Soap is a very special molecule because it can mix with both water and fats even though water and fats generally don’t mix. The fat on a frying pan can not be cleaned in pure water, since fats cannot be dissolved in water alone. We will have to use a soap water mixture to clean the pan. The explanation for why water cannot dissolve fats is that water molecules preferentially attract so-called polar molecules, while fats are non-polar molecules.
Soap molecules are polar and non-polar at the same time: Half of the molecule has an electric pole and attracts water. The other half is non-polar and binds to fats.
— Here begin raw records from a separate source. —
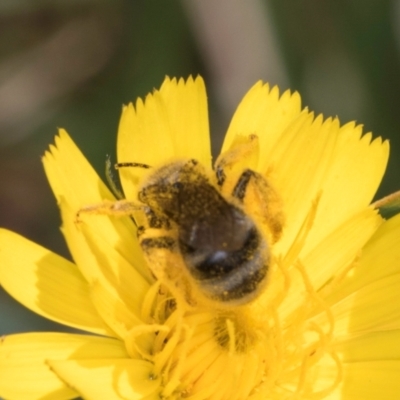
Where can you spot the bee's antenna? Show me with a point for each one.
(131, 165)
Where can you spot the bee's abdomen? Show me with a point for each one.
(231, 276)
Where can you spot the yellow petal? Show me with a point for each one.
(115, 313)
(318, 159)
(373, 308)
(24, 373)
(379, 259)
(76, 185)
(372, 346)
(172, 122)
(120, 277)
(331, 257)
(263, 113)
(47, 284)
(110, 379)
(371, 380)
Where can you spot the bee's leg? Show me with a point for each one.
(244, 147)
(261, 200)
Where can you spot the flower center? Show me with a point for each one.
(278, 347)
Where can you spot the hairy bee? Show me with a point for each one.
(185, 213)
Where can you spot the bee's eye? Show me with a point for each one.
(177, 185)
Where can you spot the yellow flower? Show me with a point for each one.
(327, 323)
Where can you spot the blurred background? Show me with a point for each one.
(73, 63)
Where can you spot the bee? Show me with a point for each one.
(218, 246)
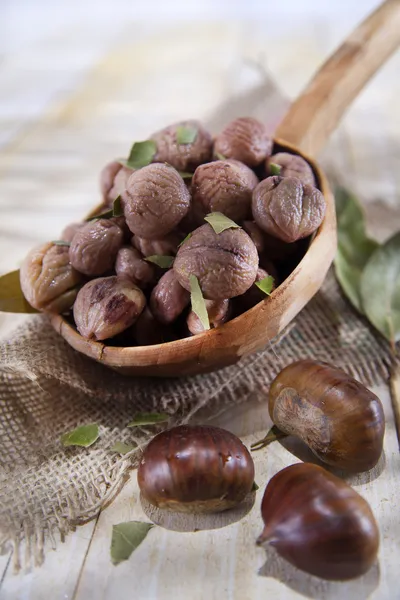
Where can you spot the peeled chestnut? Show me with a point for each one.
(340, 420)
(195, 469)
(319, 523)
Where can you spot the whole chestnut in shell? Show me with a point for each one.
(319, 523)
(225, 264)
(155, 200)
(287, 208)
(195, 469)
(339, 419)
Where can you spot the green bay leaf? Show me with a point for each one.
(266, 284)
(126, 537)
(83, 436)
(12, 299)
(163, 261)
(186, 134)
(380, 289)
(122, 448)
(148, 419)
(220, 222)
(197, 301)
(354, 246)
(141, 154)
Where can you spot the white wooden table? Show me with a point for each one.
(69, 86)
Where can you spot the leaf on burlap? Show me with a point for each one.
(122, 448)
(380, 289)
(126, 537)
(83, 436)
(354, 246)
(12, 299)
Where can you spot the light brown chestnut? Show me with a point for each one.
(340, 420)
(319, 523)
(155, 200)
(195, 469)
(183, 156)
(225, 264)
(168, 298)
(244, 139)
(130, 264)
(224, 186)
(48, 280)
(288, 209)
(292, 165)
(94, 247)
(106, 306)
(218, 314)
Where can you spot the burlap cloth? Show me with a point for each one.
(46, 389)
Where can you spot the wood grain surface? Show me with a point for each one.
(76, 94)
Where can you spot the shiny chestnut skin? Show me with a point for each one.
(319, 523)
(341, 421)
(195, 469)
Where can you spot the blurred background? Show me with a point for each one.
(82, 80)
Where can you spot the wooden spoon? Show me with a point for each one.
(303, 131)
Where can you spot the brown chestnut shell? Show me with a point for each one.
(341, 421)
(195, 469)
(319, 523)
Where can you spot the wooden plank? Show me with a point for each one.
(58, 576)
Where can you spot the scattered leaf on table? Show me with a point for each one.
(189, 235)
(60, 243)
(354, 246)
(197, 301)
(122, 448)
(11, 297)
(275, 169)
(126, 537)
(220, 222)
(84, 436)
(266, 284)
(273, 435)
(186, 135)
(163, 261)
(141, 154)
(148, 419)
(380, 289)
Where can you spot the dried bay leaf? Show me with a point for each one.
(83, 436)
(380, 289)
(126, 537)
(142, 419)
(354, 246)
(141, 154)
(12, 299)
(186, 135)
(266, 284)
(219, 222)
(197, 301)
(122, 448)
(163, 261)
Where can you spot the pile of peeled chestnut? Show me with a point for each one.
(129, 269)
(313, 518)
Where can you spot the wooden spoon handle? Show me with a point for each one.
(315, 114)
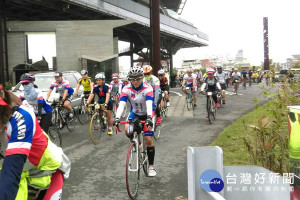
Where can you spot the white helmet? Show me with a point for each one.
(189, 70)
(161, 71)
(99, 76)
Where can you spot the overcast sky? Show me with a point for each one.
(238, 24)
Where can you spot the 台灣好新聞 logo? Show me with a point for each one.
(211, 181)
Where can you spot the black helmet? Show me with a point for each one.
(27, 78)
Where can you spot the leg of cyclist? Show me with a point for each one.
(54, 191)
(195, 95)
(109, 117)
(157, 110)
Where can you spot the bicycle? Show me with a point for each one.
(210, 107)
(84, 113)
(163, 106)
(235, 86)
(59, 118)
(189, 99)
(137, 157)
(98, 124)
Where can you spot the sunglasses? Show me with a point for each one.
(135, 79)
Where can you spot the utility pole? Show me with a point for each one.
(266, 44)
(155, 36)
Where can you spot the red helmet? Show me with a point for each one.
(148, 69)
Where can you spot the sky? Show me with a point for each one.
(238, 24)
(230, 25)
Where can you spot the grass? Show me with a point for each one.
(231, 139)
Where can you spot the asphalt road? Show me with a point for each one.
(98, 171)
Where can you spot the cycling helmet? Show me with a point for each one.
(84, 72)
(189, 70)
(161, 71)
(58, 74)
(27, 78)
(100, 76)
(136, 71)
(148, 69)
(210, 71)
(115, 75)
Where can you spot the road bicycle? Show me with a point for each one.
(84, 112)
(98, 124)
(163, 106)
(61, 117)
(210, 107)
(189, 99)
(137, 157)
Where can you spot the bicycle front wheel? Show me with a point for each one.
(132, 171)
(83, 114)
(72, 121)
(95, 128)
(55, 136)
(156, 133)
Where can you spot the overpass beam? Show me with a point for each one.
(155, 32)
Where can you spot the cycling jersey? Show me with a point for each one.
(86, 84)
(61, 87)
(102, 93)
(210, 85)
(116, 87)
(46, 108)
(236, 75)
(163, 82)
(24, 137)
(221, 77)
(155, 84)
(189, 79)
(141, 99)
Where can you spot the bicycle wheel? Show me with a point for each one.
(95, 128)
(72, 121)
(83, 114)
(55, 136)
(156, 133)
(132, 171)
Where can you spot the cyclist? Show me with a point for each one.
(211, 84)
(164, 86)
(236, 76)
(87, 84)
(189, 80)
(103, 92)
(65, 91)
(155, 83)
(116, 86)
(30, 158)
(35, 99)
(222, 77)
(140, 96)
The soap will preferentially be positioned at the surface of a mixture of water and soap. The reason for this is that the non-polar side of the soap will not mix with water and will therefore be pushed out of the water. For this reason the non-polar part of the soap molecules will erect out and away from the surface. Because the soap molecules are situated at the surface, they will displace some water molecules from the surface and down into the bulk liquid. There will be fewer surface water molecules in a soap water mixture than in pure water, resulting in a relatively lower surface tension for the soap water solution. The fewer water molecules in the surface per given surface area of a liquid, the lower will the surface tension be. Therefore, the surface tension will decrease with increasing soap concentration in the liquid. When a certain soap concentration is reached, the concentration of soap molecules at the surface cannot be further increased, and the soap will start to form small clusters in the bulk of the liquid, called micelles.